Science Advisory Report 2008/036
Status of Basking Sharks in Atlantic Canada
- The life history characteristics of basking sharks are inadequately known, and key parameters such as growth rate, natural mortality and fecundity are assumed rather than measured. However, there is little doubt that the species is relatively unproductive and incapable of sustaining even modest mortality rates.
- Basking shark distribution appears to be restricted to temperatures between 6-16 °C, which implies that observations of basking sharks north of Newfoundland and in cold waters elsewhere are likely to be misidentifications of Greenland sharks.
- There is no directed fishery for basking sharks in Canadian waters. Observed bycatch in foreign fisheries peaked in the 1980s and early 1990s at about 150 mt per year, but has averaged only a few metric tons annually since 2000. Basking sharks are caught incidentally in domestic fisheries, with most observed bycatches having occurred in groundfish and redfish trawl fisheries. When scaled to total landings, total estimated bycatch has averaged 164 mt annually (corresponding to 164 basking sharks) since 1986.
- It is possible that bycatch is somewhat larger than estimated, since there has been little in the way of observer coverage of inshore fishing gear such as gill nets and cod traps.
- Estimates of absolute basking shark abundance from aerial surveys of whales in the Bay of Fundy, the Scotian Shelf/Gulf of St. Lawrence and Newfoundland waters suggest numbers of 4,200, 5,340, and 560, respectively, for a total of 10,100 in the summer of 2007. These estimates are uncertain due to the number of assumptions that were invoked.
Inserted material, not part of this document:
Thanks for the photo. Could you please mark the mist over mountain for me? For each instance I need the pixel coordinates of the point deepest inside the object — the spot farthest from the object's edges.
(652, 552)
- A life table analysis indicated that the intrinsic rate of basking shark population growth (r) in an unfished population is 0.040, which is near the maximum sustainable bycatch mortality. With Fcrit= 0.043, and the annual mean number of discards being 164, and assuming 100% mortality of discards, this would suggest that the average population size which could support the estimated number of discards Ncrit would be about 4,800. The best available estimate of population size for 2007 is above Ncrit.
- A Monte Carlo analysis based on the life history of basking sharks and discard data was used to evaluate recent trends in abundance. The results of this population model, which are consistent with the results of the life table analysis, suggest a 23% probability (about a 1-in-5 chance) that the population is decreasing, although the uncertainty associated with the model inputs is large. This result is more or less consistent with SPUE indices in U.S. waters that show no evidence of a decline since 1979.
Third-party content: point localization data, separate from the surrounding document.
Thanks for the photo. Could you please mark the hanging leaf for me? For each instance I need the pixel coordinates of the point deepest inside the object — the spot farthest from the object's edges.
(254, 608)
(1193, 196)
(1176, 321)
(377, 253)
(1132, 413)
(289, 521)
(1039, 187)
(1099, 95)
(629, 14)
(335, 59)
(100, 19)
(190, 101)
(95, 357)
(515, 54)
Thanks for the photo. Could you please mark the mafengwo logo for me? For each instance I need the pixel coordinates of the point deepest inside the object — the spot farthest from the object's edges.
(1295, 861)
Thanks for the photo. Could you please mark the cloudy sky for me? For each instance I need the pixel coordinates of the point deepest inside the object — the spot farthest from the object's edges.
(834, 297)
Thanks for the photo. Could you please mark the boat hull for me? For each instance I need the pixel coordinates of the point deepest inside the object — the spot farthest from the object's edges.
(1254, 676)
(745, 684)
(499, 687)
- Given the life history characteristics of the basking shark, high discard mortality associated with bycatch could lead to population collapse. Therefore it is important that basking shark bycatch continue to be monitored. Measures to improve species identification accuracy in the observer program, record the numbers of individuals and sex in the bycatch, and to reduce discard mortality would be useful.